Remote communities in West Bengal struggle to feed their families. Parents living in extreme poverty often tend to sell their children or marry them at an early age to earn money. UNICEF reported that West Bengal is one of the Indian states with the highest incidence of child marriage. Child labour and child trafficking is a real concern. Additionally, these communities face several problems such as lack of access to health care and education. Most of the families’ income depends on agriculture, which is highly seasonal and irregular. Migration to neighbouring cities such as Delhi and Chennai in search for work is also is a serious issue.
This project with our third time partner ERDS aims at providing woollen stitch and bamboo craft training to a group of fifty women from two different tribal communities aged 18-35. After the training, the women will receive loans to start a business as part of a micro-credit system.
It is expected that the women’s average daily income will significantly increase from £1 to £1.85. By adopting modern methods of crafting, their productivity will be further enhanced thus increasing their average income. Overall, the project will have a positive impact on the whole community. The small interest and admission fee the women are paying back to ERDS will fund the next lot of training.

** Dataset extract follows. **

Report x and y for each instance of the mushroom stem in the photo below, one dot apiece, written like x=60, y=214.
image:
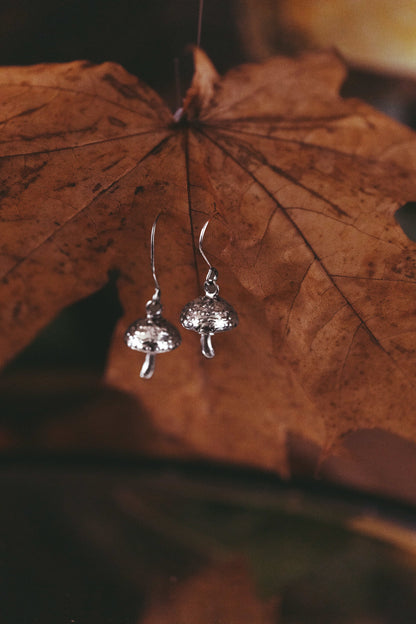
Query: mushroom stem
x=148, y=366
x=206, y=345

A day in the life of a Beneficiary
Basanti Mahali comes from a very poor family living in the Ekandor village, in West Bengal. Her husband is a rural artisan and he used to make Bamboo craft and sell it in various fairs across West Bengal. Basanti also earns a small income by working on the fields sometimes when she does not have to take care of her own family. The family also earns money from renting a half acre of farm land but they are still extremely poor and don’t even have toilets. Basanti wants to join the training programme to be able to support her husband and afford a toilet with the money she will save.